The Federal Deposit Insurance Corp.’s Jan. 22 “Supervisory Policy on Predatory Lending” describes characteristics of predatory lending, and reaffirms that such practices “are inconsistent with safe and sound lending and undermine individual, family and community economic well-being.”

According to the policy letter, predatory loans include at least one, and “perhaps all three,” of the following characteristics:

  • Making unaffordable loans based on the assets of the borrower rather than on the borrower’s ability to repay an obligation;

  • Inducing a borrower to refinance a loan repeatedly in order to charge high points and fees each time the loan is refinanced (“loan flipping”); or

  • Engaging in fraud or deception to conceal the true nature of the loan obligation, or ancillary products, from an unsuspecting or unsophisticated borrower.”
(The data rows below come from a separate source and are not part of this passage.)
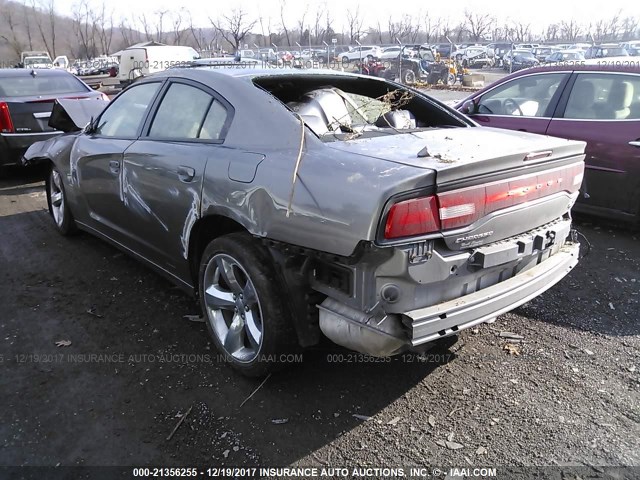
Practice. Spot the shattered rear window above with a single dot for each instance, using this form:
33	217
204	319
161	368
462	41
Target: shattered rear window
347	107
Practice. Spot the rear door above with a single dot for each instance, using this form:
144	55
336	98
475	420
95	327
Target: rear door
163	171
524	103
96	160
603	108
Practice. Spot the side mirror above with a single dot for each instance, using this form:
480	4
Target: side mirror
90	127
469	107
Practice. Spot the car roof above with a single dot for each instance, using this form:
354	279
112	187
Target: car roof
22	72
250	73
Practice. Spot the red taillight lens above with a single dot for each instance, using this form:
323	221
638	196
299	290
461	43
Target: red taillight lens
6	124
417	216
462	207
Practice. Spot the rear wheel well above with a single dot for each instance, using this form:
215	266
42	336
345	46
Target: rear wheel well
203	232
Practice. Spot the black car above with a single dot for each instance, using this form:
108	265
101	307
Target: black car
417	63
519	60
445	50
26	100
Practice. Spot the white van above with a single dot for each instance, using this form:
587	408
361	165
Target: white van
142	61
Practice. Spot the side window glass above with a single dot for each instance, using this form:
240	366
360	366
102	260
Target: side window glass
525	96
181	113
604	96
214	122
123	117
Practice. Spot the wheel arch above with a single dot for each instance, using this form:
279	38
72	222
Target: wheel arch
205	230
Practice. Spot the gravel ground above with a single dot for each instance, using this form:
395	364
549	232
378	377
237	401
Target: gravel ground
566	393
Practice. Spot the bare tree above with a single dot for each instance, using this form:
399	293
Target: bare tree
354	22
46	21
283	23
478	24
146	27
301	24
629	28
521	31
196	34
552	33
178	31
13	38
160	14
570	30
26	21
234	27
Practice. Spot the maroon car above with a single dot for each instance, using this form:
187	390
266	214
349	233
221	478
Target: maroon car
596	101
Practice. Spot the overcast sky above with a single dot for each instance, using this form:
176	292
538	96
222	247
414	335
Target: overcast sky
537	12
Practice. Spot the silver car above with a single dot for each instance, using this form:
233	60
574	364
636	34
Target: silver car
297	204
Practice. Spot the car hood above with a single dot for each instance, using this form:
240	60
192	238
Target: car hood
456	153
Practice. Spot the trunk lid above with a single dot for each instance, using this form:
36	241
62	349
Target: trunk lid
31	114
458	154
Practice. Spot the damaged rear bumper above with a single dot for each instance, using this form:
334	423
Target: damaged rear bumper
447	318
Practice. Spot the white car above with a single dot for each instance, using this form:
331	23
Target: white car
476	56
390	53
363	52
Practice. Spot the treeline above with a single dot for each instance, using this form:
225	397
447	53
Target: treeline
93	29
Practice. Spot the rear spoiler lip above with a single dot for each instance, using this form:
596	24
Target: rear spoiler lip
72	115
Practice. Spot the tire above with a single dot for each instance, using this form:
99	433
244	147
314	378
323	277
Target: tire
58	205
408	77
243	305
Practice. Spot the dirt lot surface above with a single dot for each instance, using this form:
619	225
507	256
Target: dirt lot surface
567	392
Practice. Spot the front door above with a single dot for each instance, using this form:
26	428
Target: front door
96	160
603	109
164	170
525	103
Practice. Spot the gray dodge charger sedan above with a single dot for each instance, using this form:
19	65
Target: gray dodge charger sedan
297	204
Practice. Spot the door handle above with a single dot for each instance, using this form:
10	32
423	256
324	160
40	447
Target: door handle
186	174
114	166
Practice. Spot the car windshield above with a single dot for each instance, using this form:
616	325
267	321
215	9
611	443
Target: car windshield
38	85
615	52
36	61
524	55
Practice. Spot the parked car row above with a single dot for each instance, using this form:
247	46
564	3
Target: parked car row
594	102
471	216
409	224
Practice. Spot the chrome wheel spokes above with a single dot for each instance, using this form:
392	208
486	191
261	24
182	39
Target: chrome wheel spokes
233	307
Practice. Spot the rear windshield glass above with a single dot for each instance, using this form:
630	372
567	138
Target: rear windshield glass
39	85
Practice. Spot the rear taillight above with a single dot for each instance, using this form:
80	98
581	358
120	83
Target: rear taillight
6	124
462	207
416	216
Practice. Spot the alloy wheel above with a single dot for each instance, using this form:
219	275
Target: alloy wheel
56	194
233	307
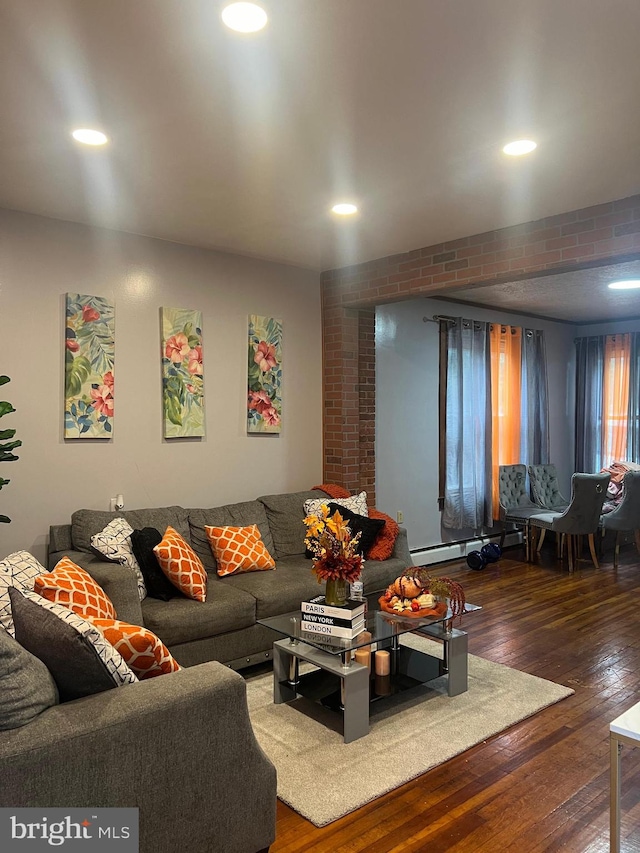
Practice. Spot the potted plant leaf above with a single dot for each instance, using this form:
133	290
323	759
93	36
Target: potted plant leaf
7	441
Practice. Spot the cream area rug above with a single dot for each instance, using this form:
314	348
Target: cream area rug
323	778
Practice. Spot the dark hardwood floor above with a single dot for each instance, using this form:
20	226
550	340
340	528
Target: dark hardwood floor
542	785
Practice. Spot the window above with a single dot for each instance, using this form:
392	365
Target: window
493	411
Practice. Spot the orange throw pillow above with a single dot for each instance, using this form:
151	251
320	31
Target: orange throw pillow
145	653
181	565
382	548
74	588
239	549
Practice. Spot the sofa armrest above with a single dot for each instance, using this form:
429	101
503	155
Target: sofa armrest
180	747
401	548
119	582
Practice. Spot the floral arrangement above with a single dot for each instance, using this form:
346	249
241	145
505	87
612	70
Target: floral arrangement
333	547
417	593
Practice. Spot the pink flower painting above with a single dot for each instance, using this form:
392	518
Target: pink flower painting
89	367
264	397
182	373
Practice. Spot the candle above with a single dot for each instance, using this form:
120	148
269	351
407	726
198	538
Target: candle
383	663
363	656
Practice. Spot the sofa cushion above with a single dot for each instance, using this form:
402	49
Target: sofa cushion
279	591
85	523
27	687
76	654
230	515
182	620
239	549
73	587
285	514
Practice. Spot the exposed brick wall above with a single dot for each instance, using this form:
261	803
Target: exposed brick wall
580	238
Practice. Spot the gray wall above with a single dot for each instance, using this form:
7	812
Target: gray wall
40	260
407	409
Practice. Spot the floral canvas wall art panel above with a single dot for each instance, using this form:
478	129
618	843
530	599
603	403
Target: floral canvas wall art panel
264	403
89	366
182	373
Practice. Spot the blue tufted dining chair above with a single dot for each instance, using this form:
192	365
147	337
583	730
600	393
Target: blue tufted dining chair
544	487
626	516
516	507
580	518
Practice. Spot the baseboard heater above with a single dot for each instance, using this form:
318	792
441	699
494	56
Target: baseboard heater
458	550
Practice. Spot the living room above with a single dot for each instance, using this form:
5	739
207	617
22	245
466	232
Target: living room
175	212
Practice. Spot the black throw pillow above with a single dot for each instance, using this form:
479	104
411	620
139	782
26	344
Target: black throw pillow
157	583
367	527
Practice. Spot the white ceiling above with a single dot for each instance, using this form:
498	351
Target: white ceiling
243	143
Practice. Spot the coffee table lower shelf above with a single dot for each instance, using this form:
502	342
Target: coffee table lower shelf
347	687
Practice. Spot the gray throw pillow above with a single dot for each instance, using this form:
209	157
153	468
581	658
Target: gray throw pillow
76	654
26	685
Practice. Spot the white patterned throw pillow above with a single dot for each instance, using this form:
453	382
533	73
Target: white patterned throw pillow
19	569
114	542
356	503
74	651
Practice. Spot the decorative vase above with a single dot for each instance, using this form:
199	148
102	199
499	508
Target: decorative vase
336	592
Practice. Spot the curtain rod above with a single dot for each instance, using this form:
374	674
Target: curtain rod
437	318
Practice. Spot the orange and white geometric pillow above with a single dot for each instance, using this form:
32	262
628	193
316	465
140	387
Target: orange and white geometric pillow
239	549
73	587
144	653
181	565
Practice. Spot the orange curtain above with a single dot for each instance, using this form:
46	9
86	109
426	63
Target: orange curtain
506	349
617	352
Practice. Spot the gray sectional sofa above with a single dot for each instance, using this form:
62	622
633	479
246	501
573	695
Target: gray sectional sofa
224	628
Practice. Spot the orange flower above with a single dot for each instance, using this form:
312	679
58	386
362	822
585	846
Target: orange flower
177	347
265	356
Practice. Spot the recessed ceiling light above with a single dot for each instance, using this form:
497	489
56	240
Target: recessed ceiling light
630	284
520	146
345	209
89	137
244	17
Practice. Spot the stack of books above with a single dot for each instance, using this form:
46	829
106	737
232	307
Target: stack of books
343	622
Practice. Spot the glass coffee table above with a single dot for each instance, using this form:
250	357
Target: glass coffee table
339	682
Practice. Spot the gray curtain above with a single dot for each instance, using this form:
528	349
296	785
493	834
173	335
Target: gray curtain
467	492
633	423
589	394
534	438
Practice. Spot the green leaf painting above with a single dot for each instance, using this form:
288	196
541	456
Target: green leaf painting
182	373
264	402
89	367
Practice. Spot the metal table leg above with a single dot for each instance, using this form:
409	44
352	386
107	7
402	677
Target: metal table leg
614	806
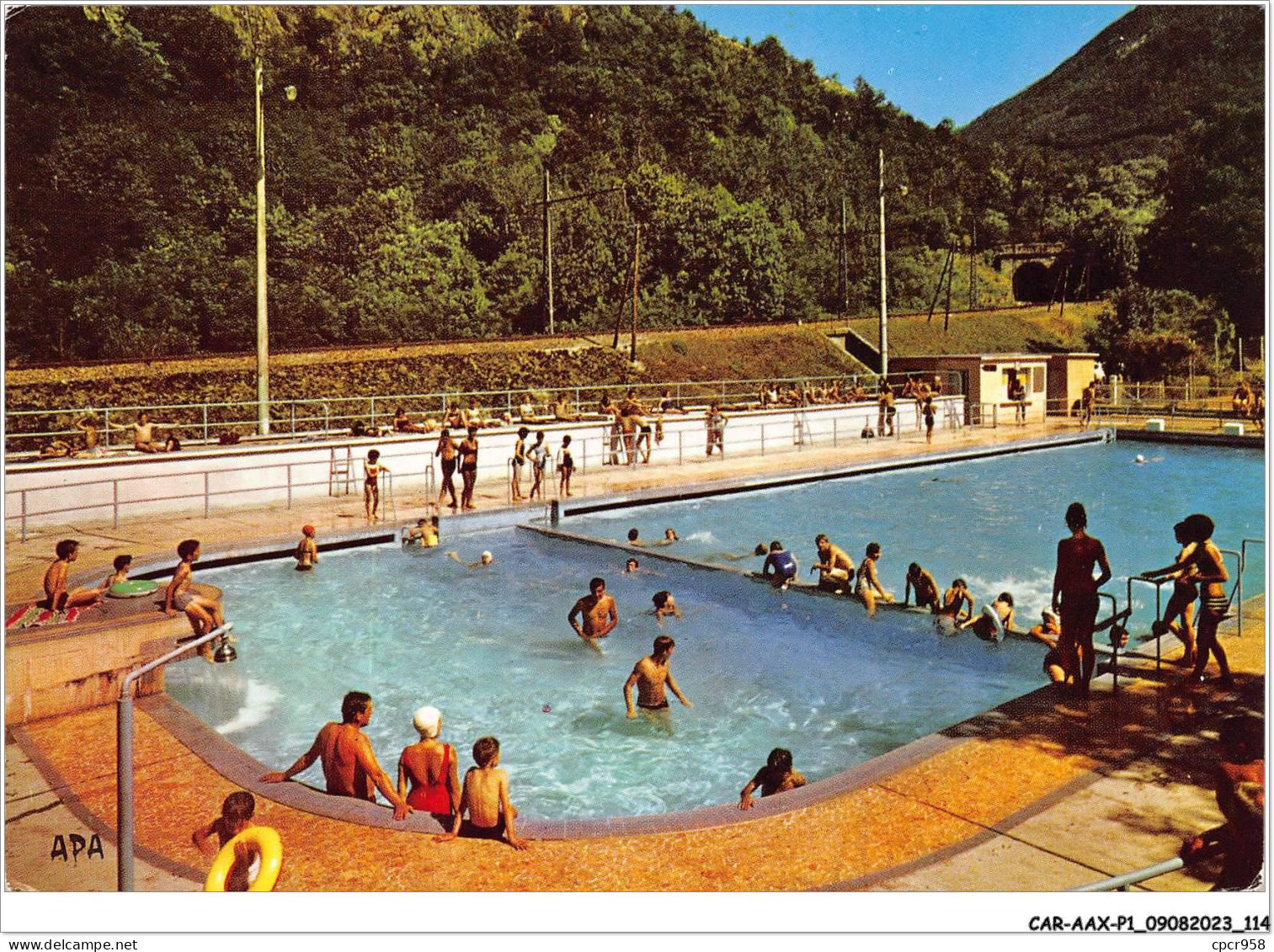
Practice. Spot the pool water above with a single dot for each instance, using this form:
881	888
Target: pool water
492	648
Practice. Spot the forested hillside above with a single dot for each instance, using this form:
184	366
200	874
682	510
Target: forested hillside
1169	102
407	153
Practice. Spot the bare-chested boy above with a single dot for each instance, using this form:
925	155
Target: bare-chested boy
650	675
834	566
349	766
598	613
56	597
486	800
204	614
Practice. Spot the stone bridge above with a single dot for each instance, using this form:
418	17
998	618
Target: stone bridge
1036	269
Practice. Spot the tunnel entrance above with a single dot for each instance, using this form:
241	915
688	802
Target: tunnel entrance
1033	281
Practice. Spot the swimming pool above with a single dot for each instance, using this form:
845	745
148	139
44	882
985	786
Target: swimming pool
995	521
491	646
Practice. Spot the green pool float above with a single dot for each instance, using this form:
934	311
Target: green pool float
133	588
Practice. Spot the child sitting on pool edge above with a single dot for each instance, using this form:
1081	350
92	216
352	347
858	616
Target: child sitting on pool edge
486	798
776	777
123	563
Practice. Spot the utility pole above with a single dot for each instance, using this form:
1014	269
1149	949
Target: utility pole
632	344
548	256
844	263
884	305
263	326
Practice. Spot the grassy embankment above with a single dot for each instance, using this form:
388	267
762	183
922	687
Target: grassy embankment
536	365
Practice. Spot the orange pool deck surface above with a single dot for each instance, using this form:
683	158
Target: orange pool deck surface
1038	795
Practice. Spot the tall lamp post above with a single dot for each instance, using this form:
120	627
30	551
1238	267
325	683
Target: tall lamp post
263	321
884	300
884	303
263	325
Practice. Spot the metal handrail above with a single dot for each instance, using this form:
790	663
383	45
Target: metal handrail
203	415
1138	876
1242	564
590	442
1159	582
124	753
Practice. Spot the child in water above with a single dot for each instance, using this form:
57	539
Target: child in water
776	777
486	800
307	550
566	466
424	535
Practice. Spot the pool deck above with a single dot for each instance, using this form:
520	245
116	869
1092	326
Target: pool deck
1038	795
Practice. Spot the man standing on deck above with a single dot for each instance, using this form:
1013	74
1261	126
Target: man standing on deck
598	613
349	765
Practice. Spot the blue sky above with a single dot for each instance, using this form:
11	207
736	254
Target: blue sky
931	61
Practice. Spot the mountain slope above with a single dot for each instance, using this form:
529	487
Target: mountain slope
1137	84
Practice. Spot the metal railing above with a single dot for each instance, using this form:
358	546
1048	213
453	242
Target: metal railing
27	430
124	753
206	495
590	448
1120	884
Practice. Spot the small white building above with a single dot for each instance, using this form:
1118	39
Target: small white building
986	380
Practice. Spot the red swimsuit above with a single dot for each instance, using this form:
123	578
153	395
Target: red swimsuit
434	797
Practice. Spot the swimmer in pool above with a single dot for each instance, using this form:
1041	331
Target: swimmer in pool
424	535
307	550
834	566
1074	593
983	628
869	587
925	586
953	610
598	613
1048	631
776	777
483	561
665	606
780	566
650	675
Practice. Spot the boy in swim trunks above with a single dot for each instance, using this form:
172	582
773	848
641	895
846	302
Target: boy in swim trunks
869	587
650	675
925	586
121	566
486	800
236	817
372	470
665	606
204	614
56	597
1074	593
307	550
780	566
776	777
834	566
953	610
1048	633
598	613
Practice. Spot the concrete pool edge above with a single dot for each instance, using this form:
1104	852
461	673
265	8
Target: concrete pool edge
730	487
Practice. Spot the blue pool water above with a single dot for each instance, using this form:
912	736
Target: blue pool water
995	522
492	649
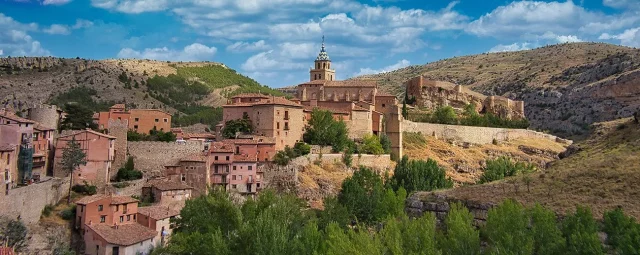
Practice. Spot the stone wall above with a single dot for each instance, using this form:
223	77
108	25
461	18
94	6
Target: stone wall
439	204
27	202
475	135
151	157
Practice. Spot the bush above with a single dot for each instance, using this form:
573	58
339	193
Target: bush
503	167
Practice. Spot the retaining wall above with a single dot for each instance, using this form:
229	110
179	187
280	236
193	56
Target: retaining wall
27	202
475	135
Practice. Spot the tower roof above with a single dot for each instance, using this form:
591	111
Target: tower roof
323	56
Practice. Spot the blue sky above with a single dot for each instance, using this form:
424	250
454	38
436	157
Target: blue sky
276	41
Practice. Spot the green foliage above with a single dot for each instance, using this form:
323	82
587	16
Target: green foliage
323	130
418	175
623	232
581	233
232	127
507	229
460	236
14	232
503	167
128	172
79	117
365	197
154	135
83	96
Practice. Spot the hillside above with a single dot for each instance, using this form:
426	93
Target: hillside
565	87
601	172
185	88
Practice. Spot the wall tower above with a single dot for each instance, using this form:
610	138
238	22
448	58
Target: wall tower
322	67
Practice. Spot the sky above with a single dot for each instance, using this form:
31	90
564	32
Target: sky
276	41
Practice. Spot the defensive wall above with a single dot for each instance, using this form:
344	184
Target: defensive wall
151	157
475	135
27	202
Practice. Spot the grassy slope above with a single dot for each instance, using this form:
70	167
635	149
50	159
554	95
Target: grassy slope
604	175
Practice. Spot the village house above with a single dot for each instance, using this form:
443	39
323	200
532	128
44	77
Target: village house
105	209
158	218
100	152
126	239
140	120
167	192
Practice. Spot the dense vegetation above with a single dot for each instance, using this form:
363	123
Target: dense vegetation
154	135
447	115
368	218
502	167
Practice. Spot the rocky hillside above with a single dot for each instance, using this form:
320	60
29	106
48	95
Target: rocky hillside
565	87
181	87
601	172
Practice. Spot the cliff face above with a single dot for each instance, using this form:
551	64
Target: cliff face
565	87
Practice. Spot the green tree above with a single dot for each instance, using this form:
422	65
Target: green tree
445	115
623	233
581	233
371	145
14	232
546	234
234	126
78	117
460	236
322	129
73	156
507	229
418	175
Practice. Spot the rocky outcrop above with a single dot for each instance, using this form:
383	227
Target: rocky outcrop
439	204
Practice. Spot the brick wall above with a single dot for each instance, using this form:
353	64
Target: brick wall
28	201
475	135
151	157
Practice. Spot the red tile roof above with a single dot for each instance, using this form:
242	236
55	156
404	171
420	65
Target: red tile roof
124	235
157	212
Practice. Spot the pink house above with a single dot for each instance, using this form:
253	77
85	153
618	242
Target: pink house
100	153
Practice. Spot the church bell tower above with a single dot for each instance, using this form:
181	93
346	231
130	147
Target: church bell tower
322	67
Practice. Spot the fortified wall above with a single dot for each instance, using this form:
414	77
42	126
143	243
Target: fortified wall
432	94
475	135
151	157
27	202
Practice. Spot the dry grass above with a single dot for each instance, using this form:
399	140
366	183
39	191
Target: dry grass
604	175
464	165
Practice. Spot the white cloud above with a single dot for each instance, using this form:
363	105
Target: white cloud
57	29
248	46
15	39
630	37
55	2
401	64
511	47
193	52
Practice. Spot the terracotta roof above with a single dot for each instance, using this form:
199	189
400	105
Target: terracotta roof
165	184
157	212
6	251
122	200
124	235
195	158
90	131
91	199
7	147
14	117
250	95
245	158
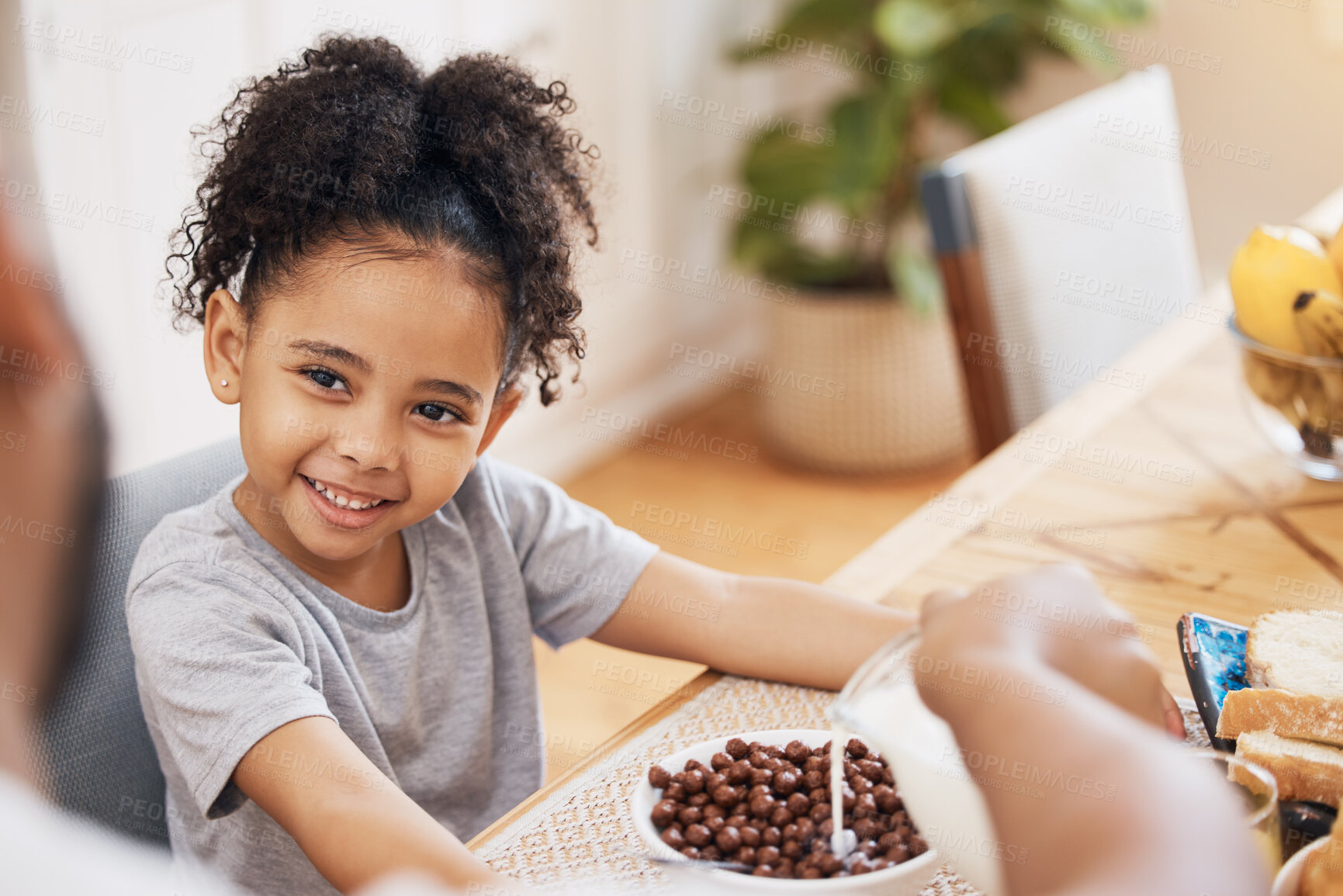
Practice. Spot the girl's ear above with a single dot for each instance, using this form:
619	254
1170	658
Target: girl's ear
503	409
226	341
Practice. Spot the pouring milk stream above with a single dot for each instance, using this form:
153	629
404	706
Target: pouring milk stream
881	705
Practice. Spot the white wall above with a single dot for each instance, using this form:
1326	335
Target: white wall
617	58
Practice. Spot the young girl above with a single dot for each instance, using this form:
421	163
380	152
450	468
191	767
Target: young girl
334	653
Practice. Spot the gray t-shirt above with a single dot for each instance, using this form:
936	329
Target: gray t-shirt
233	641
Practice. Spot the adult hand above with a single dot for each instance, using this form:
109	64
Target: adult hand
1054	615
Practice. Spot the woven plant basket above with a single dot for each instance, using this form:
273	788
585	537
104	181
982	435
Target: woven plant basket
863	385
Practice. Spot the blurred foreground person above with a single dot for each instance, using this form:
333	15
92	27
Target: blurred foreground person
51	469
1150	821
51	472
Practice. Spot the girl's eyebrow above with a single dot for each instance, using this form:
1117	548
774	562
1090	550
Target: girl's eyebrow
336	354
331	352
454	390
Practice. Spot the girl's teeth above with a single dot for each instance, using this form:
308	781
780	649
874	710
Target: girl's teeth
341	500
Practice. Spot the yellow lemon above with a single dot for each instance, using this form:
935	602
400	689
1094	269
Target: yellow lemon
1268	273
1335	250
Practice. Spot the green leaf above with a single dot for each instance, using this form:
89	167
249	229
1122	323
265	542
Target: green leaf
867	147
787	170
916	278
817	20
913	29
1107	11
975	105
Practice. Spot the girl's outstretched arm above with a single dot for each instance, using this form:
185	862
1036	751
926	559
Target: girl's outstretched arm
351	821
755	626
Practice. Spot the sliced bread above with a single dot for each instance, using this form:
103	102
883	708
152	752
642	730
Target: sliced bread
1282	712
1299	650
1303	769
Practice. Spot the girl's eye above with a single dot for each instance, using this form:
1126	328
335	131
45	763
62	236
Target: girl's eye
327	379
437	413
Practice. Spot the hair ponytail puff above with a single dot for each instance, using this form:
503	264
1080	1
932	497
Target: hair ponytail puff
474	155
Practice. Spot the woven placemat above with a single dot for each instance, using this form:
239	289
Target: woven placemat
584	831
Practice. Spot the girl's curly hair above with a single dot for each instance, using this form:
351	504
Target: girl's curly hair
352	140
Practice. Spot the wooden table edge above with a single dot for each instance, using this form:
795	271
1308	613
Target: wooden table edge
869	576
874	576
663	710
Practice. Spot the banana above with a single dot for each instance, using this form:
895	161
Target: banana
1275	385
1269	270
1319	323
1334	247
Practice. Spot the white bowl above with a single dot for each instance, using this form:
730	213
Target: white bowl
1288	881
905	879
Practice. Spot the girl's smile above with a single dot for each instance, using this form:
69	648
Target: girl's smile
347	508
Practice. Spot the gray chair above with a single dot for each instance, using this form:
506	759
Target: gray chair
93	747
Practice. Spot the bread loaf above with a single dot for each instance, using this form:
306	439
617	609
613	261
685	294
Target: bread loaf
1299	650
1288	715
1303	769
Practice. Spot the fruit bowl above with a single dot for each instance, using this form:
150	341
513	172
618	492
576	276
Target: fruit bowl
1296	400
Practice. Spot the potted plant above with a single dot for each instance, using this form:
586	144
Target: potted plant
836	213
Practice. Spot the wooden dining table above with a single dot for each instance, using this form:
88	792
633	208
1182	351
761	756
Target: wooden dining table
1165	490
But the policy letter warns, “There is no simple checklist for determining whether a particular loan or loan program is predatory.”

Loan terms that are helpful to one borrower may be harmful to others, regulators said, and it is important to distinguish subprime lending from predatory lending. Subprime lending includes loans to persons who present heightened credit risk because they have experienced problems repaying credit in the past, or because they have only a limited credit history, the FDIC said. Loans that serve those borrowers “have a legitimate place in the market when they have been responsibly underwritten, priced and administered.”

Predatory lending, the letter said, is not limited to one class of borrowers. Signs of predatory lending include the lack of a fair exchange of value or loan pricing that reaches beyond the risk that a borrower represents or other customary standards.

The letter said the FDIC will continue to address predatory lending “through vigorous safety and soundness and compliance examinations and enforcement, industry outreach and adult financial education programs.”